Fig 1. Correlation circle of metabolites in each increment of time in the first and second principal components: In red, metabolites correlated with T1–T0, in green, metabolites correlated with T3–T1, and in blue, metabolites correlated with T6–T3.

Up to the most correlated 15 metabolites (correlation higher than 0.7 or smaller than -0.7) to each PC are shown. Metabolites correlated with the first dimension are written in the filled squares and those metabolites correlated with the second dimension are written in the white squares. Variables were adjusted by age and gender. The profiles of PC aa and PC ae and carnitine were also linked to T6–T3 in PC1. Carnitine negatively correlated with PC1 in the increment T3–T1 (r = -0.88, p<0.001). Changes in lysoPC a C18:0 inversely correlated with T1–T0 in PC1 (r = 0.77, p<0.001) and changes in T3–T1 in PC1 (r = -0.82, p<0.05). The increment T3–T1 correlated with a large profile of amino acids and certain PC aa and PC ae in PC1 (r<-0.85, p<0.05).
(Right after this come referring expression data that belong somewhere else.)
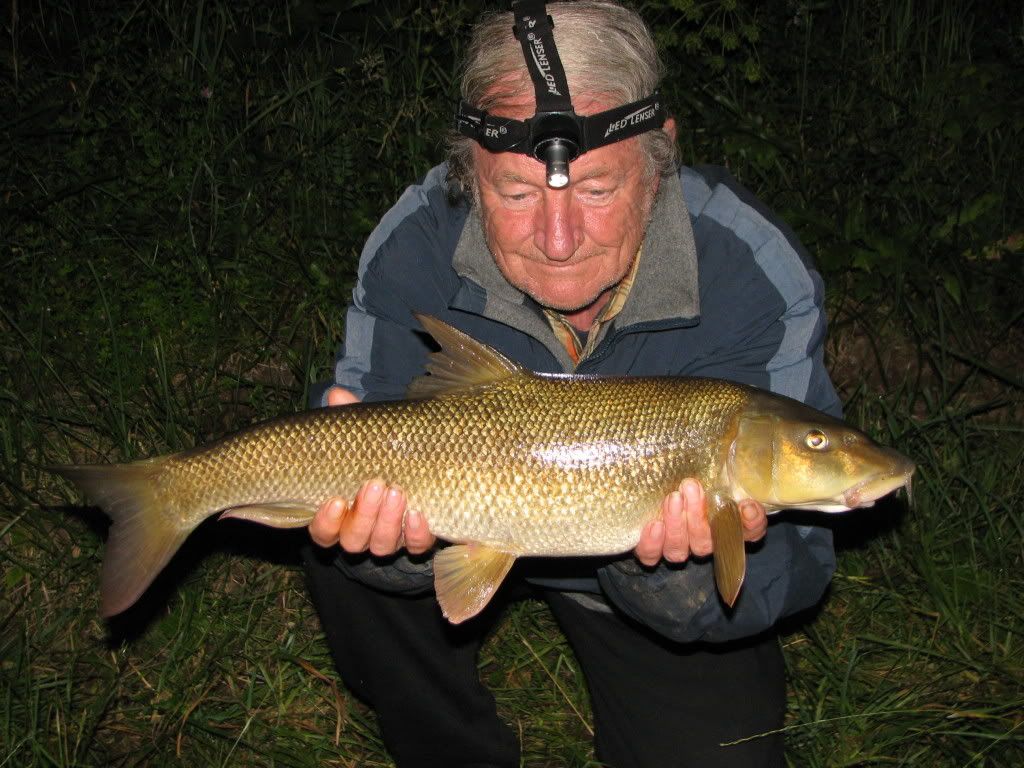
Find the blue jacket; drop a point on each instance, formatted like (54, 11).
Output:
(723, 289)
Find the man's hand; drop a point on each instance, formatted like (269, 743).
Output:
(683, 530)
(374, 520)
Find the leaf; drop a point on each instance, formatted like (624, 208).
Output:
(952, 286)
(12, 578)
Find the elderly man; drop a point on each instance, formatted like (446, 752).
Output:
(611, 261)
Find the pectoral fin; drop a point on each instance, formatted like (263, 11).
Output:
(466, 577)
(727, 538)
(274, 514)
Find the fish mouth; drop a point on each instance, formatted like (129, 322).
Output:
(866, 493)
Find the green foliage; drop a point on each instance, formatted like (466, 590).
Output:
(185, 195)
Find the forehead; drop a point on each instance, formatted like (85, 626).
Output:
(614, 160)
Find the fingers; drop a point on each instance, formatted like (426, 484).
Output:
(755, 520)
(340, 396)
(648, 549)
(357, 526)
(698, 528)
(682, 529)
(418, 536)
(374, 521)
(385, 535)
(327, 522)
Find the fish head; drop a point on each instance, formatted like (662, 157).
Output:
(787, 455)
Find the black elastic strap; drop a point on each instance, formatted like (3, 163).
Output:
(505, 134)
(534, 30)
(623, 122)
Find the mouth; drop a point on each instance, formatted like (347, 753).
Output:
(866, 493)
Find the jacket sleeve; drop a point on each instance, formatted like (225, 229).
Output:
(383, 350)
(791, 568)
(374, 364)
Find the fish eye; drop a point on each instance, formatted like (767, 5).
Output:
(816, 439)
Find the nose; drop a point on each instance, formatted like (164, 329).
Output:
(558, 231)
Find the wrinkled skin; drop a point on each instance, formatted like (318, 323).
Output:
(567, 249)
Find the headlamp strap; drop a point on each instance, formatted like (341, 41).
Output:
(534, 30)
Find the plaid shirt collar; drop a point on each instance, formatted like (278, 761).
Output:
(569, 337)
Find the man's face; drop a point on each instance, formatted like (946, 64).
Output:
(565, 248)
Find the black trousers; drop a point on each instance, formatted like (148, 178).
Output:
(654, 702)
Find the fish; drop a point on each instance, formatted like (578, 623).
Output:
(503, 463)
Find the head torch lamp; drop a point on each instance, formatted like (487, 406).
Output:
(555, 135)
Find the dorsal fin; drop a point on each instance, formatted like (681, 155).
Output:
(463, 363)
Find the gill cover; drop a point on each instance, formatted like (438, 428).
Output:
(788, 455)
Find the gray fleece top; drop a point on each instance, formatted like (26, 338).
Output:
(723, 290)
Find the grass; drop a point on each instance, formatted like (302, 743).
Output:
(180, 216)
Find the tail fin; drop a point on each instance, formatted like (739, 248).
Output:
(142, 538)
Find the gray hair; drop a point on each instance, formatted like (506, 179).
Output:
(606, 50)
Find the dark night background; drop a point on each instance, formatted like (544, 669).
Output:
(184, 192)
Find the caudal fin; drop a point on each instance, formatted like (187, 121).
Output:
(142, 538)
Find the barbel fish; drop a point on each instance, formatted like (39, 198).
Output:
(503, 463)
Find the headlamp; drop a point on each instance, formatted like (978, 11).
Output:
(555, 135)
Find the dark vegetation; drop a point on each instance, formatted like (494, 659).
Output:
(184, 192)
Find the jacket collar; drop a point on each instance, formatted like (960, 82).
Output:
(664, 294)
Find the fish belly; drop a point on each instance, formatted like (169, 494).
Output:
(542, 467)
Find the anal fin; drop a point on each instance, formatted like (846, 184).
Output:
(466, 577)
(727, 539)
(274, 514)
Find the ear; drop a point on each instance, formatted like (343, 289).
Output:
(670, 128)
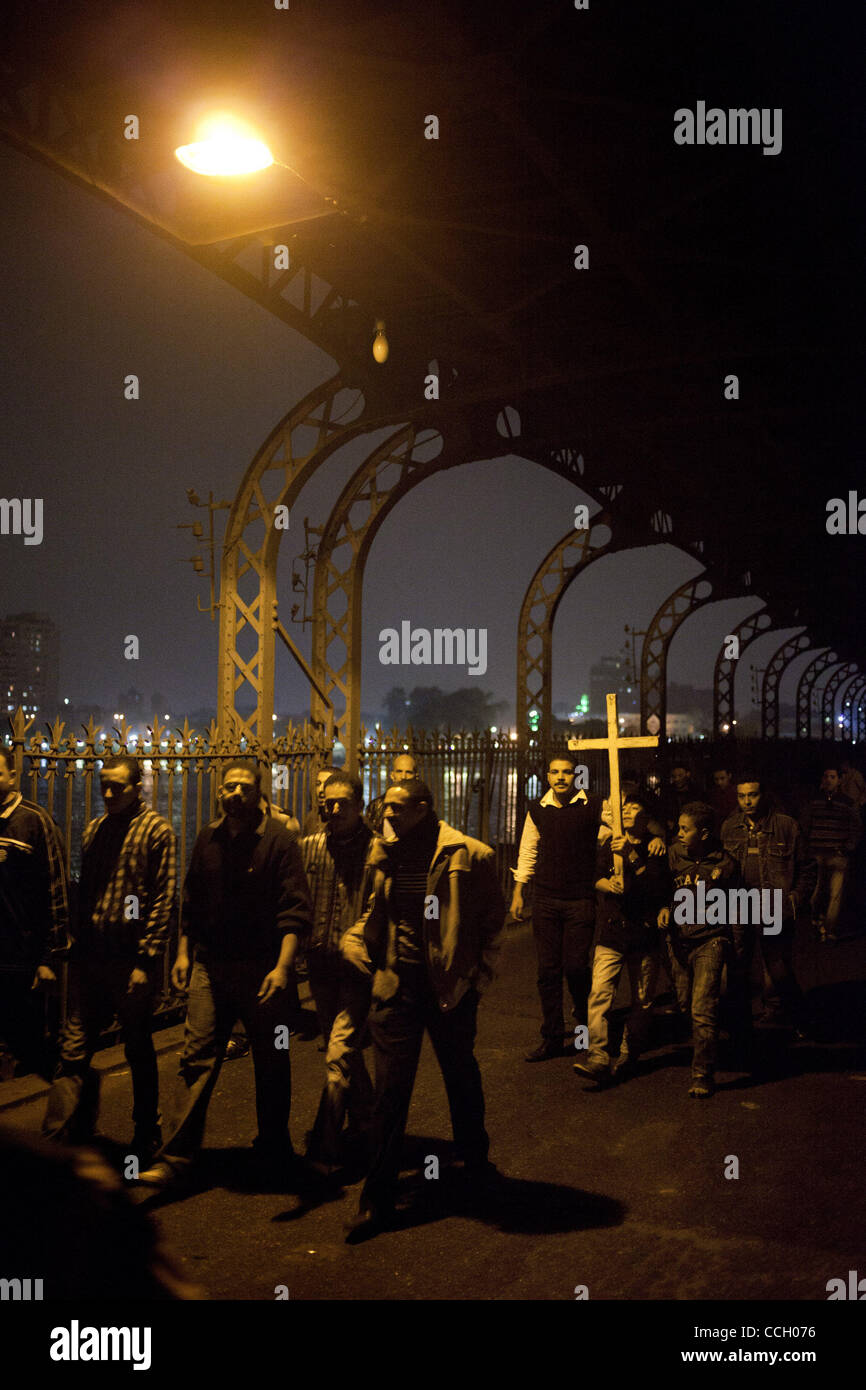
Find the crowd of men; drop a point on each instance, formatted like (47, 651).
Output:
(398, 916)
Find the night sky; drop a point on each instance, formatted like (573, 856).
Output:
(91, 296)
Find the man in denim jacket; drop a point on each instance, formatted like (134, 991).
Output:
(769, 851)
(428, 940)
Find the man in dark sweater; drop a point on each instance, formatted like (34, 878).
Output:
(558, 851)
(245, 908)
(34, 916)
(334, 862)
(428, 941)
(698, 947)
(770, 854)
(627, 936)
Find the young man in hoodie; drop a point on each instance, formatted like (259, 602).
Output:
(428, 938)
(627, 936)
(698, 948)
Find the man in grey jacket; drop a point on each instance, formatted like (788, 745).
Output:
(428, 937)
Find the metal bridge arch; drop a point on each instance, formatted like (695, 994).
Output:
(752, 627)
(366, 501)
(305, 437)
(852, 694)
(858, 710)
(665, 624)
(545, 591)
(840, 677)
(805, 690)
(772, 680)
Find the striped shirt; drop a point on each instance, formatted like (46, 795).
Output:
(34, 897)
(128, 883)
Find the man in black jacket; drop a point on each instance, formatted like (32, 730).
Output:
(558, 851)
(627, 936)
(245, 908)
(334, 863)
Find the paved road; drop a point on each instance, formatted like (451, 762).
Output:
(620, 1190)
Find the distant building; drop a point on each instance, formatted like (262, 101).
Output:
(612, 676)
(29, 663)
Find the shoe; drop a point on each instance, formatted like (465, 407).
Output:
(624, 1068)
(145, 1144)
(594, 1070)
(545, 1051)
(366, 1223)
(701, 1089)
(159, 1176)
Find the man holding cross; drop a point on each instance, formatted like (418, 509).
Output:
(558, 849)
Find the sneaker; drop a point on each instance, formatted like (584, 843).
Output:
(367, 1222)
(545, 1051)
(701, 1089)
(160, 1176)
(145, 1144)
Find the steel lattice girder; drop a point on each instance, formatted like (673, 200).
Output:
(252, 542)
(667, 619)
(752, 627)
(355, 520)
(843, 673)
(806, 690)
(772, 681)
(858, 713)
(851, 695)
(556, 571)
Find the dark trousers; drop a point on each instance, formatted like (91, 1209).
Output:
(563, 930)
(342, 1002)
(697, 975)
(99, 990)
(398, 1030)
(779, 958)
(221, 991)
(22, 1019)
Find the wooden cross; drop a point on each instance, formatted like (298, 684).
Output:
(613, 742)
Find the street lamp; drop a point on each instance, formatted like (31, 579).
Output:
(225, 148)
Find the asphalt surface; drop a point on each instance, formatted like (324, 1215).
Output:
(620, 1190)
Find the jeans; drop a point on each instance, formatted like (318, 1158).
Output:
(606, 969)
(779, 959)
(398, 1030)
(22, 1019)
(221, 991)
(697, 976)
(831, 877)
(563, 933)
(99, 990)
(342, 1002)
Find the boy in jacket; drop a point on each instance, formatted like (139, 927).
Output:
(428, 940)
(627, 936)
(698, 948)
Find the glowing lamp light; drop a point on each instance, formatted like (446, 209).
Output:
(380, 342)
(224, 150)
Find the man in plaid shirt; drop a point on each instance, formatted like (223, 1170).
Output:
(127, 891)
(34, 916)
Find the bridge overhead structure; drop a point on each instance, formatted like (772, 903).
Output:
(806, 690)
(508, 262)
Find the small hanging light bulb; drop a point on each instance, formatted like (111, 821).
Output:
(380, 342)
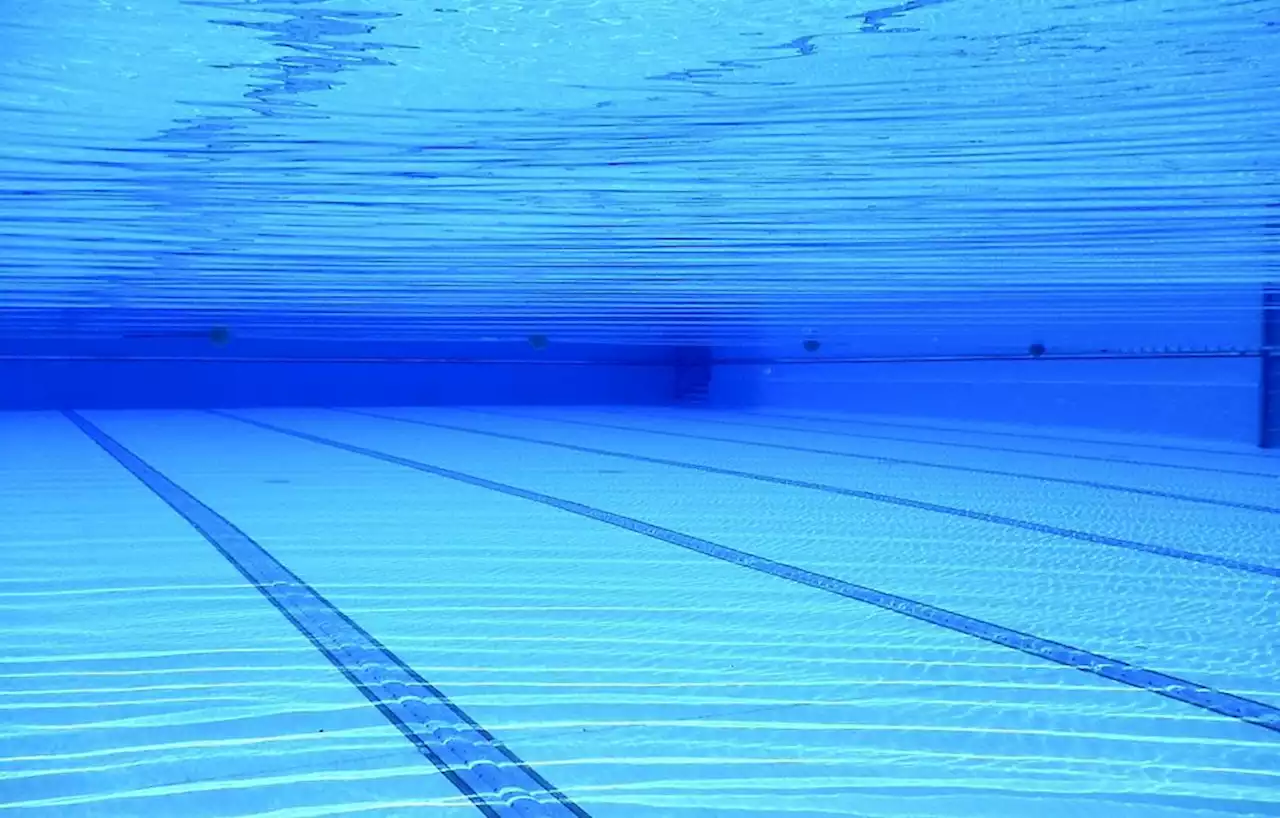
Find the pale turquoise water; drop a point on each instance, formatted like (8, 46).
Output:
(639, 612)
(636, 673)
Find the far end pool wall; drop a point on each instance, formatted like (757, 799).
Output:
(178, 374)
(1137, 382)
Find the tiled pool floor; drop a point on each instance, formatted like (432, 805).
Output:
(659, 612)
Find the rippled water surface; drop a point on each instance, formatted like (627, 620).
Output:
(630, 170)
(659, 612)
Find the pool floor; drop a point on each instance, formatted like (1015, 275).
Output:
(631, 612)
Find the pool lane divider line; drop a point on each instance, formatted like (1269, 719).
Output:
(497, 781)
(891, 499)
(900, 461)
(1153, 681)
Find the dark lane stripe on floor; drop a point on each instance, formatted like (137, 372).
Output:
(1027, 525)
(1153, 681)
(484, 769)
(1020, 435)
(900, 461)
(1009, 449)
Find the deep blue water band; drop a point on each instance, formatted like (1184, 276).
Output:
(954, 511)
(497, 781)
(1161, 684)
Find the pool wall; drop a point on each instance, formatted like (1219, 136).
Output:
(1185, 366)
(195, 373)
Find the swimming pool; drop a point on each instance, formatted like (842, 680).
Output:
(631, 612)
(696, 410)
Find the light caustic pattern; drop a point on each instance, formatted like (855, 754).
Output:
(611, 170)
(630, 613)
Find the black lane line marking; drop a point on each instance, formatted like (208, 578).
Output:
(1114, 670)
(490, 775)
(954, 511)
(1009, 449)
(1019, 435)
(901, 461)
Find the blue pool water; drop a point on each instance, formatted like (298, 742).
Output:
(609, 410)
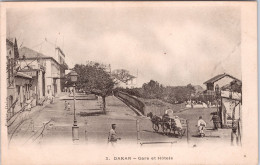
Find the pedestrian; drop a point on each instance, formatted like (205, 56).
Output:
(215, 118)
(234, 133)
(112, 136)
(201, 126)
(66, 105)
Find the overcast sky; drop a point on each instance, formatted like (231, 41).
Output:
(172, 45)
Changes in tyrosine and PC ae C42:5 were kept in T6–T3 (r = 0.71 with PC2, p<0.01). Histidine and glycine correlated with the last time period (r>0.70 with PC2, p<0.001). Hence, T1–T0 was explained by changes in branched-chain amino acids (BCAAs, isoleucine, leucine and valine) (r<-0.7 with PC2, p<0.001) and PC ae and PC aa (r>0.7 with PC1, p<0.001).